Bir Nükte-i Mühimme: Malûmdur ki: zaîf şeyler içtima' ettikçe kuvvetleşir. İncecik ipler topak yapılsa, kuvvetli halat olur. Kuvvetli halatlar topak yapılsa, kimse koparamaz. İşte onbeş enva'-ı mu'cizattan yalnız bereket kısmındaki mu'cizatı ve o kısmın onbeş kısmından ancak bir kısmını, onbeş misal ile gösterdik. Herbir misal, tek başıyla, nübüvveti isbat eder bir derecede kuvvetli idi.
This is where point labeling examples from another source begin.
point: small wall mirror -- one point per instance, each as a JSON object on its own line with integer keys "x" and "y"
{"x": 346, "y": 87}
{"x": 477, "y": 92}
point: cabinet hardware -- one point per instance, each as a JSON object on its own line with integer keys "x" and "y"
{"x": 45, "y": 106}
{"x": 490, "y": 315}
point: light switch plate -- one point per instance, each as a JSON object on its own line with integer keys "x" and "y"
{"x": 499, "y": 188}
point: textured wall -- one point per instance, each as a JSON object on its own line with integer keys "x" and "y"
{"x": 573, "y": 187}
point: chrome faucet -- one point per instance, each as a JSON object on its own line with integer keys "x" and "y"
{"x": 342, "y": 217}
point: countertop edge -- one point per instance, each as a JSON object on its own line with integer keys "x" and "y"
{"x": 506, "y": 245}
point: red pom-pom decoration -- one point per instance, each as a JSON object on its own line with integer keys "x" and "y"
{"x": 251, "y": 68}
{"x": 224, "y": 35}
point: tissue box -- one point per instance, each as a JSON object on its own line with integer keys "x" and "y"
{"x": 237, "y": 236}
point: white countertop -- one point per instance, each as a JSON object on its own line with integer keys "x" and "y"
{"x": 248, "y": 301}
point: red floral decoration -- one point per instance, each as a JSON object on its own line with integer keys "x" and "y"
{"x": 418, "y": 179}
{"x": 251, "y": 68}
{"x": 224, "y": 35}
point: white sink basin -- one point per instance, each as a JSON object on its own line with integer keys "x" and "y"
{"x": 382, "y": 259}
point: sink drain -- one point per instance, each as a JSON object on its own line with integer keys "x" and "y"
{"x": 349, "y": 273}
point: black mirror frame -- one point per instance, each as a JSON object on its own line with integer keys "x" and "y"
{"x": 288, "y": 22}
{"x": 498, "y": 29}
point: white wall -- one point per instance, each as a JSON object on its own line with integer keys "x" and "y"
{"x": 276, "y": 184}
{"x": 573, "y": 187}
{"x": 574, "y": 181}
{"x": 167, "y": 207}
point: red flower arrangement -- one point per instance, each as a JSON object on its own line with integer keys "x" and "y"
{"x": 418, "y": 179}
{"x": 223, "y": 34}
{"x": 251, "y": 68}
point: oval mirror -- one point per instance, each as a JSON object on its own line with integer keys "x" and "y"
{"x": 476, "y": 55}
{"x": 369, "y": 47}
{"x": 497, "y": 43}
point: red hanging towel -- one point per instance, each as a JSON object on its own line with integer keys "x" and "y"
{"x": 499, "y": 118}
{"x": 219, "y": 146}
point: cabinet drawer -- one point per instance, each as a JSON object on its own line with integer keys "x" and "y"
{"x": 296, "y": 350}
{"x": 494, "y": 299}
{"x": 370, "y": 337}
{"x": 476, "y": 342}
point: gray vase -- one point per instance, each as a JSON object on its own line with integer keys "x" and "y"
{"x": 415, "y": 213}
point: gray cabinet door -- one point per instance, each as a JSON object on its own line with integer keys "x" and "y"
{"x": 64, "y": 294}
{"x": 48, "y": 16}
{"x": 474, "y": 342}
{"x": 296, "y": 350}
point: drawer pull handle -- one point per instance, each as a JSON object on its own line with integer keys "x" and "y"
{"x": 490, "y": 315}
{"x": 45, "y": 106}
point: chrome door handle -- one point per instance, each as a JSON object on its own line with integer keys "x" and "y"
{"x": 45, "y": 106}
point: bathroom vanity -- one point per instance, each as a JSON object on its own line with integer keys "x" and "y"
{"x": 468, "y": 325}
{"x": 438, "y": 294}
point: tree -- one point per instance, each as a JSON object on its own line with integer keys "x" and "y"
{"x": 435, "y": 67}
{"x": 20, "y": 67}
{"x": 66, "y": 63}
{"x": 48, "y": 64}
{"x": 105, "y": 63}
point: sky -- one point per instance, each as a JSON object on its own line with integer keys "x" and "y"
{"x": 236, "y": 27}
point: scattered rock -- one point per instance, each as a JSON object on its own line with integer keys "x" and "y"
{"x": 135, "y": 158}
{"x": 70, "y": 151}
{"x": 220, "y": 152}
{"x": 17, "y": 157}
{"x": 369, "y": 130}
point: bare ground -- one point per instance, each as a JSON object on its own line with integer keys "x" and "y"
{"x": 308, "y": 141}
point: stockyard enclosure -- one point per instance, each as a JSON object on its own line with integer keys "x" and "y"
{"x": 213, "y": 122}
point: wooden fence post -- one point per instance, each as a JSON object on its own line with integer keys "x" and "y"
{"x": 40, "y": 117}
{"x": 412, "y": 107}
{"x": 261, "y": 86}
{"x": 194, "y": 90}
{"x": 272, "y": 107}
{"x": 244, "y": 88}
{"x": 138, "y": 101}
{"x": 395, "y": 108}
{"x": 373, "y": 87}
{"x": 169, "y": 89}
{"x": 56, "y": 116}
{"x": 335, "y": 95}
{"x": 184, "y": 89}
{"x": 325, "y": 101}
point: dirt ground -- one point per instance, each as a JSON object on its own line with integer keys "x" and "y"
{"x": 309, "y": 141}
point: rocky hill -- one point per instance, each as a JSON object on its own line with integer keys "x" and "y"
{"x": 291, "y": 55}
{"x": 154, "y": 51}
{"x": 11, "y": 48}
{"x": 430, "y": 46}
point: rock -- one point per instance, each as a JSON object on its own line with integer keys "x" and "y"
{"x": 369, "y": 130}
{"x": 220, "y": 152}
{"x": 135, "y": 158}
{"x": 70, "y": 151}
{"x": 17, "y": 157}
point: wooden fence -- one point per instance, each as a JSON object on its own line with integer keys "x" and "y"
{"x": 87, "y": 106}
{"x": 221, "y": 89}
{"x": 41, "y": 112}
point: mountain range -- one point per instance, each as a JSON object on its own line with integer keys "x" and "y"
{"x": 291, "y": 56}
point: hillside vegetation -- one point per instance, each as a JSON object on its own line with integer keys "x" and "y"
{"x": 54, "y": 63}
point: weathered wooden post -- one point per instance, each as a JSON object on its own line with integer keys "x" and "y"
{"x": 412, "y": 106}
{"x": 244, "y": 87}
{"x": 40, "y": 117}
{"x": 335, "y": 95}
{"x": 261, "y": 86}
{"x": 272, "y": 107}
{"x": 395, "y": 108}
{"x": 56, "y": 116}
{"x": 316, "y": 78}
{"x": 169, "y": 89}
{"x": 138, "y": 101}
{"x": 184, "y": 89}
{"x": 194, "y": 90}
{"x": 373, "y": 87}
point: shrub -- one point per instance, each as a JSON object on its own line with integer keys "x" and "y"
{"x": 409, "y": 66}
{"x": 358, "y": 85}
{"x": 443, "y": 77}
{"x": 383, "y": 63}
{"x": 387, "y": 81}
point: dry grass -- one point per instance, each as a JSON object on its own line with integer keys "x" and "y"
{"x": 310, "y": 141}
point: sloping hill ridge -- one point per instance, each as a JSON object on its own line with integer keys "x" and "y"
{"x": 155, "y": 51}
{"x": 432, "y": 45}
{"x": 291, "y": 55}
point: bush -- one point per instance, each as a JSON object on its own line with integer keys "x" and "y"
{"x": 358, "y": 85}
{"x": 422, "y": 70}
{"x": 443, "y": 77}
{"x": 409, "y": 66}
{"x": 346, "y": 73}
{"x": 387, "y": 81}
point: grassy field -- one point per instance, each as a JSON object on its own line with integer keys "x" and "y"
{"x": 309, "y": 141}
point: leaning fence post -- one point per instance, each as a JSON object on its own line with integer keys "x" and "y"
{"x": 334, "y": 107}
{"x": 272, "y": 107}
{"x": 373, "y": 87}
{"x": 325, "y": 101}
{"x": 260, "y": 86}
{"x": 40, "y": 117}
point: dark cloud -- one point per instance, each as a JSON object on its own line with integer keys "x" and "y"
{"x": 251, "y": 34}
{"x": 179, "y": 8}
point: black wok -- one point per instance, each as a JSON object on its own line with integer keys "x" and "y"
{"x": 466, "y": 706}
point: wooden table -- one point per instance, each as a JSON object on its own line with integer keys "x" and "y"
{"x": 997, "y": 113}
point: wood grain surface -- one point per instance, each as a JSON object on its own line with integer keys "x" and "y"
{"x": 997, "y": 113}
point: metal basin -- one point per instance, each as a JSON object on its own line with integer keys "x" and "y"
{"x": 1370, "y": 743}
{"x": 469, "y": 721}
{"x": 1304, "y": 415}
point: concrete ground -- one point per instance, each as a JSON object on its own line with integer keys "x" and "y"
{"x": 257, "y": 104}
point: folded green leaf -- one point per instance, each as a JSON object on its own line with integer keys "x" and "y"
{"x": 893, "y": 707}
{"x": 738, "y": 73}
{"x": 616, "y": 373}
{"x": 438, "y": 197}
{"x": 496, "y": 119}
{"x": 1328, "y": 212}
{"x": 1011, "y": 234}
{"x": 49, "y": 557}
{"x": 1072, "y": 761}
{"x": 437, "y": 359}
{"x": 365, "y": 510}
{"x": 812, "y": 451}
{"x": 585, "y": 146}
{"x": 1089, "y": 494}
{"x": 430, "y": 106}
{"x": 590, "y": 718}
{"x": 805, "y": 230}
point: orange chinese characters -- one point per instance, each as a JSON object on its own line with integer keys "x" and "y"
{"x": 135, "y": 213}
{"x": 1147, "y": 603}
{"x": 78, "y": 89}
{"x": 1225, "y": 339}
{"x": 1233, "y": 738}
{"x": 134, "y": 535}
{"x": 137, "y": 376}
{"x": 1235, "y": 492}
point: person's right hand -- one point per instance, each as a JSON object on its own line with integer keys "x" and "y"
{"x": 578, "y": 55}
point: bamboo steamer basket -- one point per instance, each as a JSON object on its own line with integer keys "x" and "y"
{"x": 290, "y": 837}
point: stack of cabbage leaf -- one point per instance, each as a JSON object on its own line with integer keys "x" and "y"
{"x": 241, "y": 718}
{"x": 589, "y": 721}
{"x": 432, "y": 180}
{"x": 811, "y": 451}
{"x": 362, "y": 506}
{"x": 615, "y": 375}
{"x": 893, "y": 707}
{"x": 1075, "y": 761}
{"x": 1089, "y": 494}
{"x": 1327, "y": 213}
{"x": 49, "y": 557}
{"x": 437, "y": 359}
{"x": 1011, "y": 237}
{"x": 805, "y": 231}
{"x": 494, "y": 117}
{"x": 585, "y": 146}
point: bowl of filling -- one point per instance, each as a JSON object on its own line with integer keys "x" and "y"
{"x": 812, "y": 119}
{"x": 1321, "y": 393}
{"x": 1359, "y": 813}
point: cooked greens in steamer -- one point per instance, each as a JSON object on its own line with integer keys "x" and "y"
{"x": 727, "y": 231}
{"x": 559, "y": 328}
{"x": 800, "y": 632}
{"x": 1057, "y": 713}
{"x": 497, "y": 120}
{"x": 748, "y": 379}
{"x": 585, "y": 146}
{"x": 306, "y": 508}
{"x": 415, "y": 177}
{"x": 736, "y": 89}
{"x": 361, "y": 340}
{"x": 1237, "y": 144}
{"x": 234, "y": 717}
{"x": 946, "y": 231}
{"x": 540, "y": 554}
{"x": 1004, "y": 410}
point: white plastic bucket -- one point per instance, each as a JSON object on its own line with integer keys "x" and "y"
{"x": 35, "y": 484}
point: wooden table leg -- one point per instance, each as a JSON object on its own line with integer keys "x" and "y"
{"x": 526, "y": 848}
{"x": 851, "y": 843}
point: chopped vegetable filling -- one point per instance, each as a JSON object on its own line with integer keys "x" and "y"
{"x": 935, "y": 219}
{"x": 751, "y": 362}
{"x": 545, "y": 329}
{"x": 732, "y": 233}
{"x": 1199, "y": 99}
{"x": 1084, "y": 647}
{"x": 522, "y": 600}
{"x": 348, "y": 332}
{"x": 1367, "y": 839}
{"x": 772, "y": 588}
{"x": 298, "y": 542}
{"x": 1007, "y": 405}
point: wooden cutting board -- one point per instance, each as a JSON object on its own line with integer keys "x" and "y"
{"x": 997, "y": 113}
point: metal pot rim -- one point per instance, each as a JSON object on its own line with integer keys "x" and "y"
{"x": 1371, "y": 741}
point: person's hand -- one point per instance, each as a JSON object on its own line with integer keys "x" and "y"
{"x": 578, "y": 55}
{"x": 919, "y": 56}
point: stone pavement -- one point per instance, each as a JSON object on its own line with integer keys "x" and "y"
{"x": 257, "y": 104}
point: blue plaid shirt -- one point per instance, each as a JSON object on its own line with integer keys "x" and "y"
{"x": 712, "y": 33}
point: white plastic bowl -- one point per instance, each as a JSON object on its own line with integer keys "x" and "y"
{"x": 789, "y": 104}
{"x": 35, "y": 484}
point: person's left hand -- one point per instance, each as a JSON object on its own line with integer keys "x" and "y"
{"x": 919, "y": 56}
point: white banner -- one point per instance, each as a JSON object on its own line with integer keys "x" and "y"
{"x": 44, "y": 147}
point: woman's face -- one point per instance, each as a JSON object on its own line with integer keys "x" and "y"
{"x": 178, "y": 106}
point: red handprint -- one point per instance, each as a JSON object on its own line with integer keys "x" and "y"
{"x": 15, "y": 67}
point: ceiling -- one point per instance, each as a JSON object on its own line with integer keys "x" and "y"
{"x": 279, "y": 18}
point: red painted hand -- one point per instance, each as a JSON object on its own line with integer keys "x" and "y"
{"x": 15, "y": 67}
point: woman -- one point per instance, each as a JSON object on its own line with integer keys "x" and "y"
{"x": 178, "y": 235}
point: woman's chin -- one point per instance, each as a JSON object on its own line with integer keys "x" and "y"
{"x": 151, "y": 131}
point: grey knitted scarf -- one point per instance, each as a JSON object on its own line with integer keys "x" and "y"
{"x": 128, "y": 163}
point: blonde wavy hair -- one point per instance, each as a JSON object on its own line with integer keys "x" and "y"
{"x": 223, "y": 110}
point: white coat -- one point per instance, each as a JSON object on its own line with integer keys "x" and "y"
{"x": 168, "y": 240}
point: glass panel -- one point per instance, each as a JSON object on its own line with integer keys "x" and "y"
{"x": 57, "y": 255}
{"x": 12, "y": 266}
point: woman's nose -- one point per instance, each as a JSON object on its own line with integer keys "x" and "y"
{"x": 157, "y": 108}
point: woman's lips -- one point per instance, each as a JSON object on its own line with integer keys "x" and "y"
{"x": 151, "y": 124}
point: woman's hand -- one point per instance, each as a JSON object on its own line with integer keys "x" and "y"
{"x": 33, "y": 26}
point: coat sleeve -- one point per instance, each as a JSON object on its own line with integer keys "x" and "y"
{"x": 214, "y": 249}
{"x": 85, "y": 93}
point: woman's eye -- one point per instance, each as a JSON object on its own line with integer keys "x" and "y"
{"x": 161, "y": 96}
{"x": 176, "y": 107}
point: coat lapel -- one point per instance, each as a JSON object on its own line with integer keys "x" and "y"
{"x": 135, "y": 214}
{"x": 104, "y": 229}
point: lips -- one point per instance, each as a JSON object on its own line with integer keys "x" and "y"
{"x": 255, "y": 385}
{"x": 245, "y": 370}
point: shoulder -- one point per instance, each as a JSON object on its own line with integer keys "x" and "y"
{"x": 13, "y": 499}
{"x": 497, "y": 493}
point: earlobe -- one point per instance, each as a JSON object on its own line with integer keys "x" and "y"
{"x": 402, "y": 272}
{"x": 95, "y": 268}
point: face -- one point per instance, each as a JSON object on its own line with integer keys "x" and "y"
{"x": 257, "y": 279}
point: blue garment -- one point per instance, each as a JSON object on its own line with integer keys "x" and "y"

Farz-ı muhal olarak, bunların bir kısmını kuvvetsiz saysak da, yine kuvvetsiz diyemeyiz. Çünki kavî ile ittifak eden kavîleşir.
Hem şu onbeş misalin içtimaı; kat'î şübhesiz bir tevatür-ü manevî ile, kuvvetli bir mu'cize-i kübrayı gösterir. Şimdi şu mecmu'daki mu'cize-i kübra, bereket mu'cizelerinden zikredilmemiş olan ondört kısm-ı âhere mezcedilse; kuvvetli halatları topak yapmak gibi, koparılması mümkün olmayan bir mu'cize-i ekber, içinde görünür. Sonra şu mu'cize-i ekberi, sair ondört nevi mu'cizatın mecmuuna ilâve et, gör ki: Ne derece kuvvetli, sarsılmaz, kat'î bir bürhan-ı nübüvvet-i Ahmediyeyi (A.S.M.) gösterir. İşte nübüvvet-i Ahmediyenin (A.S.M.) direği, şu mecmu'dan teşekkül eden dağ gibi kuvvetli bir direktir. Şimdi cüz'iyatta ve misallerde, sû'-i fehimden gelen şübhelerle, o metin sakf-ı muallâyı sebatsız ve kabil-i sukut görmek ne derece akılsızlık olduğunu anladın. Evet berekete dair o mu'cizeler gösteriyorlar ki: Muhammed-i Arabî Aleyhissalâtü Vesselâm, umuma rızık veren ve rızıkları halkeden bir Zât-ı Rahîm ve Kerim'in sevgili memurudur, pek hürmetli bir abdidir ki; rızkın enva'ında, hilaf-ı âdet olarak, ona hiçten ve sırf gaybdan ziyafetler gönderiyor. Malûmdur ki: Ceziret-ül Arab, suyu ve ziraati az bir yerdir. Onun için ahalisi, hususan bidayet-i İslâmdaki Sahabeler, dıyk-ı maîşete mâruzdular. Hem susuzluğa çok defa giriftar oluyorlardı. İşte bu hikmete binaen, mu'cizat-ı bâhire-i Ahmediye Aleyhissalâtü Vesselâm'ın mühimleri, taam ve su hususunda tezahür etmiş. Bu hârikalar dava-yı nübüvvete delil ve mu'cize olmaktan ziyade, ihtiyaca binaen Resul-i Ekrem Aleyhissalâtü Vesselâm'a bir ikram-ı İlahî, bir ihsan-ı Rabbanî, bir ziyafet-i Rahmaniye hükmündedir. Çünki o mu'cizatı görenler, nübüvveti tasdik etmişler. Fakat mu'cize zuhur ettikçe, iman ziyadeleşir, nûrun alâ nûr olur.